Les manifestations de ce Samedi, à Quimper comme à Carhaix, ont montré l’ampleur des attentes de nos concitoyens.
Les manifestants ont dit leur angoisse devant l’état de l’économie française en général et de l’agroalimentaire breton en particulier. Le sentiment de dépossession ressenti par les salariés et les habitants des secteurs touchés par les fermetures d’usines est terrible. Il renvoi entreprises, coopératives, agriculteurs, Etat et collectivités locales à leurs responsabilités. C’est une colère sourde qui était exprimée dans les rues, tant les décisions sont brutales, faisant peu de cas des femmes et des hommes qui ont fait la prospérité des territoires. Un espoir unifiait, à mon sens, les participants de ces marches : que la Bretagne sache se rassembler pour peser à nouveau sur le cours de son histoire.
Cette angoisse, cette colère et cet espoir, comment ne pas les partager ? Comment ne pas les respecter ? Et en même temps, comment se résigner à les voir perverties par les portes-paroles du mouvement des “bonnets rouges” ?
Car ce que demandent les salariés, les chômeurs, les habitants des territoires touchés de plein fouet par la crise de l’agroalimentaire, c’est bien une action publique volontaire et efficace.

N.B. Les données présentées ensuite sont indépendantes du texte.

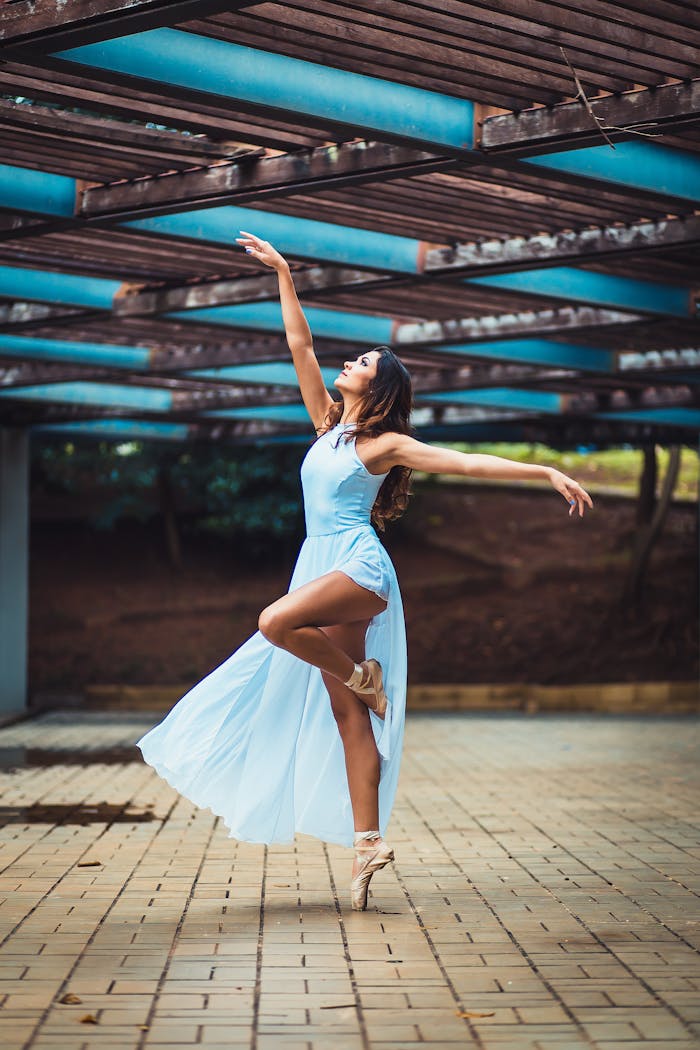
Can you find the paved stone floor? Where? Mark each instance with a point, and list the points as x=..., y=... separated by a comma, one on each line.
x=545, y=895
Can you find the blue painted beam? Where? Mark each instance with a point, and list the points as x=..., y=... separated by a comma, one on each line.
x=123, y=429
x=666, y=417
x=633, y=165
x=268, y=317
x=106, y=354
x=107, y=395
x=282, y=84
x=281, y=413
x=502, y=397
x=48, y=286
x=40, y=192
x=564, y=355
x=282, y=374
x=599, y=289
x=298, y=237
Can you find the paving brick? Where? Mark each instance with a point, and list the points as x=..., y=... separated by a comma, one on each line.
x=570, y=922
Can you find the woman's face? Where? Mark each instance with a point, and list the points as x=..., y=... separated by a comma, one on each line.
x=357, y=374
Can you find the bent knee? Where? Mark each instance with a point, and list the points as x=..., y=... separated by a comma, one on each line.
x=272, y=625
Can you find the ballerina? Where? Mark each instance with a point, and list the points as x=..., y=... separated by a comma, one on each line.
x=301, y=729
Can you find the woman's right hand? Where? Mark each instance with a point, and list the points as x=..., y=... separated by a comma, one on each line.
x=261, y=250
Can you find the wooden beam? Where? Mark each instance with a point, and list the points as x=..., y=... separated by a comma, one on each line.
x=507, y=326
x=58, y=123
x=56, y=24
x=255, y=289
x=257, y=177
x=570, y=125
x=567, y=246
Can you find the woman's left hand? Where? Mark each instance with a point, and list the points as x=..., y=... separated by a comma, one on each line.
x=571, y=490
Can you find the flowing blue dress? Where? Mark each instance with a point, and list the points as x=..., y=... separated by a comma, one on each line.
x=256, y=740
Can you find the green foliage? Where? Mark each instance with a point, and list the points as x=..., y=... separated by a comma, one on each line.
x=597, y=467
x=232, y=491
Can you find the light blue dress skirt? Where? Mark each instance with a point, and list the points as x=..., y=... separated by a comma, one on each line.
x=256, y=740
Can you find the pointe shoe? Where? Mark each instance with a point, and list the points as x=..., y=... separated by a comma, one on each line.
x=375, y=859
x=370, y=684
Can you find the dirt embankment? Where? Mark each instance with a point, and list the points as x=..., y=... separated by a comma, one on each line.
x=499, y=585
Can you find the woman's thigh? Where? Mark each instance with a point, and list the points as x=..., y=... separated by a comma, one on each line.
x=332, y=600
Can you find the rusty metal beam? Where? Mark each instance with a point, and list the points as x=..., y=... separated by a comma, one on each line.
x=569, y=125
x=56, y=24
x=507, y=326
x=553, y=249
x=256, y=177
x=255, y=289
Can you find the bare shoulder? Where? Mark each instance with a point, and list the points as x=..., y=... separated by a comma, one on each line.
x=385, y=450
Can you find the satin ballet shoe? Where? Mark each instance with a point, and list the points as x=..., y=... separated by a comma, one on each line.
x=372, y=859
x=366, y=679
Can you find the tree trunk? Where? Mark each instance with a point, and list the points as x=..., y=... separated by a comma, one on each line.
x=651, y=519
x=170, y=529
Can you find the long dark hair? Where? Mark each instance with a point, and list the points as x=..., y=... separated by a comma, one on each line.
x=385, y=407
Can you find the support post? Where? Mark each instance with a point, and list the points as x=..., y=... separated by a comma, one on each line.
x=14, y=568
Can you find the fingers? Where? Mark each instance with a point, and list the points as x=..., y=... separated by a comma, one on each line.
x=575, y=497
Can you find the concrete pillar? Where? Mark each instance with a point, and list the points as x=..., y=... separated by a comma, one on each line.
x=14, y=568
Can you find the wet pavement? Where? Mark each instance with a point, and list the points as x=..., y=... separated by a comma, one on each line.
x=545, y=895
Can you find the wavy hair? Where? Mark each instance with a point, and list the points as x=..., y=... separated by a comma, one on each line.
x=385, y=407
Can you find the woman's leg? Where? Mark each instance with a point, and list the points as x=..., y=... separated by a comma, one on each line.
x=295, y=621
x=353, y=719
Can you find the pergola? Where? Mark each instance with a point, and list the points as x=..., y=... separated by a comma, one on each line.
x=505, y=193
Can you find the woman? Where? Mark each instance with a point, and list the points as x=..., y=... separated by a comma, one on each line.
x=257, y=740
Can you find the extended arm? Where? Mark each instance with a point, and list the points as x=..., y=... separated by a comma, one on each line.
x=399, y=449
x=298, y=334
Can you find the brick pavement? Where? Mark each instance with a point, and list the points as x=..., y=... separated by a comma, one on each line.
x=547, y=876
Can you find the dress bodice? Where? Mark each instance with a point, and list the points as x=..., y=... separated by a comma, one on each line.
x=338, y=490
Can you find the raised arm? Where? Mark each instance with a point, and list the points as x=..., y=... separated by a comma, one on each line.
x=298, y=334
x=399, y=449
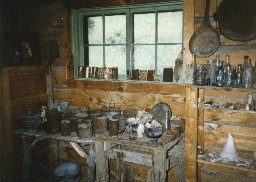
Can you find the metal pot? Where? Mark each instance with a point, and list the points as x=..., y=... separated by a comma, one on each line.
x=237, y=19
x=111, y=111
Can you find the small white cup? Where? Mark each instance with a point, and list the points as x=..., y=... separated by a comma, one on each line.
x=140, y=130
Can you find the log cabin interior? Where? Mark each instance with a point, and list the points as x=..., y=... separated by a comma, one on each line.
x=208, y=131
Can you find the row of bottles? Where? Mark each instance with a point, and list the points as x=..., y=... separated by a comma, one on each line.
x=220, y=73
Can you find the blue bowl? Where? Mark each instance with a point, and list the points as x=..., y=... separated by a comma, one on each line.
x=154, y=132
x=134, y=127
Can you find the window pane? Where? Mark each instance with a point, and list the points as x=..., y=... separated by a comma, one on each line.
x=144, y=28
x=170, y=27
x=116, y=57
x=115, y=29
x=144, y=57
x=166, y=56
x=96, y=56
x=95, y=30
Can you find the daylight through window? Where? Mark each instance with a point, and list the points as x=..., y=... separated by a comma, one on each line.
x=121, y=42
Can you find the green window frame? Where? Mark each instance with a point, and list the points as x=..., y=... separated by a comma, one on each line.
x=129, y=11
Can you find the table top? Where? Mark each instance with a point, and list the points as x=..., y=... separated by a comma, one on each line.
x=129, y=139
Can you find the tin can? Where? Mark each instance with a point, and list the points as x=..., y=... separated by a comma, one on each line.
x=81, y=72
x=113, y=127
x=87, y=72
x=135, y=74
x=151, y=75
x=93, y=72
x=84, y=130
x=100, y=73
x=115, y=73
x=143, y=75
x=101, y=125
x=107, y=73
x=65, y=128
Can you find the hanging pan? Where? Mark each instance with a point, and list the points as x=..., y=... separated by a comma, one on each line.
x=206, y=40
x=237, y=19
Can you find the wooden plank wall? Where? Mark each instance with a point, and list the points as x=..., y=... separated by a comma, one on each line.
x=22, y=87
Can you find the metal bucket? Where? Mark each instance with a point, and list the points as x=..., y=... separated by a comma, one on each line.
x=101, y=125
x=113, y=125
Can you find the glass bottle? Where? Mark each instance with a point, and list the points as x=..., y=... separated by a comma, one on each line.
x=227, y=72
x=247, y=73
x=234, y=78
x=254, y=76
x=200, y=76
x=190, y=71
x=211, y=70
x=220, y=75
x=239, y=75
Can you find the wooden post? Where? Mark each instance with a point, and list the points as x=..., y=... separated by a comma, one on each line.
x=159, y=166
x=101, y=163
x=191, y=134
x=91, y=163
x=26, y=159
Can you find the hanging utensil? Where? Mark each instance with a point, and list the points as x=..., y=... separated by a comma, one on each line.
x=237, y=19
x=206, y=40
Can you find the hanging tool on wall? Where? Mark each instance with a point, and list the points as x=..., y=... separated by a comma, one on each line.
x=50, y=51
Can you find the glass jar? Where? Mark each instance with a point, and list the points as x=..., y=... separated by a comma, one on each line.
x=254, y=76
x=190, y=71
x=239, y=75
x=201, y=76
x=220, y=75
x=210, y=75
x=234, y=78
x=247, y=73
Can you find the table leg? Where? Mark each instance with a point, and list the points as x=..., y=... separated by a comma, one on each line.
x=102, y=171
x=159, y=166
x=26, y=158
x=91, y=164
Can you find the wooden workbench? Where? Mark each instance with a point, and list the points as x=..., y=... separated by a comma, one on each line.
x=126, y=147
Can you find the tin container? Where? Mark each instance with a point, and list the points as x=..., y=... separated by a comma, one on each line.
x=115, y=73
x=100, y=73
x=143, y=75
x=93, y=116
x=113, y=127
x=151, y=75
x=65, y=128
x=81, y=72
x=87, y=72
x=84, y=130
x=101, y=125
x=93, y=72
x=107, y=73
x=168, y=75
x=135, y=74
x=176, y=130
x=122, y=121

Ils veulent que la puissance publique sauve ce qui peut l’être de la filière volaille, remette de la coopération et du bon sens dans la filière porcine, pèse en Europe pour préserver la pêche cornouaillaise, agisse pour l’égalité des territoires et lutte contre le mouvement naturel des économies à se concentrer à proximité des marchés et non dans les périphéries… Ils veulent aussi des indemnités à la hauteur de leur engagement dans leur travail, des formations pour rebondir, de l’action de développement et de prospective pour de nouveaux emplois…
Pourtant, bonnets rouges sur la tête, les portes-paroles du mouvement ont demandé sur tous les tons et dans tous les médias que “pour libérer les énergies, il faut moins de contraintes environnementales, moins de contraintes sociales et moins de contraintes fiscales”. Profitant de la détresse sociale d’une population, des idéologues de la baisse de la dépense publique prennent la tête d’un mouvement demandant plus de dépenses publiques.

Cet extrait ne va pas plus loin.